Is there any reason to prefer copy_reg.constructor interface to register unpickler routine?
How do I make pickle to use the unpickler I registered instead of one inside the stream?
What should I return as first element in a tuple as pickleObject result value? Is there a "correct" value?
Do I approach this whole thing correctly? Is there different/simpler solution?
First of all, the copy_reg module is unlikely to help you much here: it is primarily a way to add __reduce__ like features to classes that don't have that method rather than offering any special abilities (e.g. if you want to pickle objects from some library that doesn't natively support it).
The callable returned by __reduce__ needs to be locatable in the environment where the object is to be unpickled, so an instance method isn't really appropriate. As mentioned in the Pickle documentation:
In the unpickling environment this object must be either a class, a callable registered as a
“safe constructor” (see below), or it must have an attribute
__safe_for_unpickling__ with a true value.

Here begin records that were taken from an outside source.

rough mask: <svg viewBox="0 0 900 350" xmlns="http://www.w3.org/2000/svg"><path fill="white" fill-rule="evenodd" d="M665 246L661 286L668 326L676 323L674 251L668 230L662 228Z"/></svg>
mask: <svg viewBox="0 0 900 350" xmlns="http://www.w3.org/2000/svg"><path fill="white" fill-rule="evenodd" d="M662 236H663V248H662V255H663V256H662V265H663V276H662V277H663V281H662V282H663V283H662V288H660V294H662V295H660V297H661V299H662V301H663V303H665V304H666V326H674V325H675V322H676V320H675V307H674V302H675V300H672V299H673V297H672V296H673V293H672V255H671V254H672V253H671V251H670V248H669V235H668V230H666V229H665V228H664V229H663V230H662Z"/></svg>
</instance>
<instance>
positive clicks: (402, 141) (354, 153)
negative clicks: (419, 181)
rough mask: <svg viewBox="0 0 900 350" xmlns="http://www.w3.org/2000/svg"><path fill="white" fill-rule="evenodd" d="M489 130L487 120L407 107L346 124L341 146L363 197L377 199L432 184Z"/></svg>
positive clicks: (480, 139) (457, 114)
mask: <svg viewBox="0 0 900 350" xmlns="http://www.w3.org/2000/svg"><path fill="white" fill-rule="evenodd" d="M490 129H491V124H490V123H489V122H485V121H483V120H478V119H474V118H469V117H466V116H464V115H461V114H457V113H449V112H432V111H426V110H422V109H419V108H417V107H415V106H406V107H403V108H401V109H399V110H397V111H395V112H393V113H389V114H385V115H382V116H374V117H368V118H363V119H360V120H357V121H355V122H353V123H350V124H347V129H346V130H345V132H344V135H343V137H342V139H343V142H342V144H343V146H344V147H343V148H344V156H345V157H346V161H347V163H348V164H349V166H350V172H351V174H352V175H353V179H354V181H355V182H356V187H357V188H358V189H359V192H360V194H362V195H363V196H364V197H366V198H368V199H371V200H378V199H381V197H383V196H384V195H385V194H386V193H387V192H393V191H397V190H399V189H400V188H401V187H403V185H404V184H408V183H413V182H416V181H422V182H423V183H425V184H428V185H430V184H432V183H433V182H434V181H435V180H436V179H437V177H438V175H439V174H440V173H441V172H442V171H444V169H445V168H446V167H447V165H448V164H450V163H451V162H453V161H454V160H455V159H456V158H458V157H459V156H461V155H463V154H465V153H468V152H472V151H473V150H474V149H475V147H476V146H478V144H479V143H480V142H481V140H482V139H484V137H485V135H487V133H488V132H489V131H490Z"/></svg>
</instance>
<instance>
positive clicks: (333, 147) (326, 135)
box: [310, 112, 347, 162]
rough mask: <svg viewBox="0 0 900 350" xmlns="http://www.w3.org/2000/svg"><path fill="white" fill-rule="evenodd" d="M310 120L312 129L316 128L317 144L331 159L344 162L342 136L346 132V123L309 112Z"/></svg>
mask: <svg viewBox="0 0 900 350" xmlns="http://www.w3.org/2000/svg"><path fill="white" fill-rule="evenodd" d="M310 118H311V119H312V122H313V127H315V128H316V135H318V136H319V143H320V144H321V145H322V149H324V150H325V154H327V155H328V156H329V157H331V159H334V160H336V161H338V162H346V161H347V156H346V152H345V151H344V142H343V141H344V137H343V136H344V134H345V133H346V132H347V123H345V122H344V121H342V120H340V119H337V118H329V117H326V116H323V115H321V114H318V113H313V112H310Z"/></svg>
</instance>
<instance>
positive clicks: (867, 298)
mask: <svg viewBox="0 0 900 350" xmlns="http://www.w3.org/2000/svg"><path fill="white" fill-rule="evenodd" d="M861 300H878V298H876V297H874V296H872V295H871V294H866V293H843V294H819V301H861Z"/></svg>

So if you defined a function (not method) as follows:
def _unpickle_service_object(buffer):
# Grab the global service object, however that is accomplished
service = get_global_service_object()
return service.unpickleObject(buffer)
_unpickle_service_object.__safe_for_unpickling__ = True
You could now use this _unpickle_service_object function in the return value of your __reduce__ methods so that your objects linked to the new environment's global Service object when unpickled.